La société eBizcuss.com (eBizcuss) avait conclu un contrat avec la société Apple Sales International, contenant une clause attributive de compétence au profit des juridictions irlandaises. Suite à des pratiques anticoncurrentielles alléguées de la part des sociétés Apple Sales International, Apple Inc. et Apple retail France, eBizcuss les a assignées en réparation de son préjudice devant un tribunal de commerce français.
L'exception d'incompétence soulevée par la société Apple Sales International a été accueillie par la cour d'appel, mais cette décision a été cassée par la Cour de cassation au visa de l'article 23 du règlement n° 44/2001 du 22 décembre 2000.
La question posée à la Cour de cassation était de savoir si une clause attributive de compétence contenue dans un contrat liant les parties peut s'appliquer à une action en dommages-intérêts intentée par un distributeur à l'encontre de son fournisseur sur le fondement de l'article 102 du Traité sur le fonctionnement de l'Union européenne, même si cette clause ne se réfère pas expressément aux différends relatifs à la responsabilité encourue du fait d'une infraction au droit de la concurrence.
La Cour de cassation a constaté que la Cour de justice de l'Union européenne avait interprété l'article 23 du règlement n° 44/2001 du Conseil en ce sens que l'application d'une clause attributive de juridiction contenue dans un contrat n'est pas exclue au seul motif que cette clause ne se réfère pas expressément aux différends relatifs à la responsabilité encourue du fait d'une infraction au droit de la concurrence. Par conséquent, la cour d'appel de renvoi, qui s'est conformée à la doctrine de l'arrêt de cassation la saisissant, a commis une erreur de droit.
Portée : La portée de cette décision est de rappeler que les juridictions nationales ne sont pas liées par une règle de procédure nationale lorsque les appréciations portées par une juridiction supérieure nationale ne sont pas conformes au droit de l'Union européenne tel qu'interprété par la Cour de justice de l'Union européenne. De plus, cette décision confirme que l'application d'une clause attributive de juridiction ne dépend pas de sa référence expresse aux différends relatifs à la responsabilité encourue du fait d'une infraction au droit de la concurrence.
Textes visés : Article 23 du règlement (CE) n° 44/2001 du Conseil du 22 décembre 2000.
: 1re Civ., 11 octobre 2017, pourvoi n° 16-25.259, Bull. 2017, I, n° 216 (renvoi devant la Cour de justice de l'Union européenne), et l'arrêt cité.
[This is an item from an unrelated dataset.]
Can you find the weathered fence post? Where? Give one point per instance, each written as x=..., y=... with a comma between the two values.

Sur la portée d'une clause attributive de juridiction ne se référant pas expressément aux différends relatifs à la responsabilité encourue du fait d'une infraction au droit de la concurrence, cf. : CJUE, arrêt du 24 octobre 2018, Apple Sales International e.a., C-595/17. Ch. mixte, 30 avril 1971, pourvoi n° 61-11.829, Bull. 1971, Ch. mixte, n° 8 (rejet). Sur l'obligation de laisser inappliquées des appréciations portées par une juridiction supérieure nationale lorsque celles-ci ne sont pas conformes au droit de l'Union, tel qu'interprété par la CJUE, cf. : CJUE, arrêt du 20 octobre 2011, Interedil, C-396/09 ; CJUE, ordonnance du 24 mai 2016, Leonmobili et Leone, C-335/15.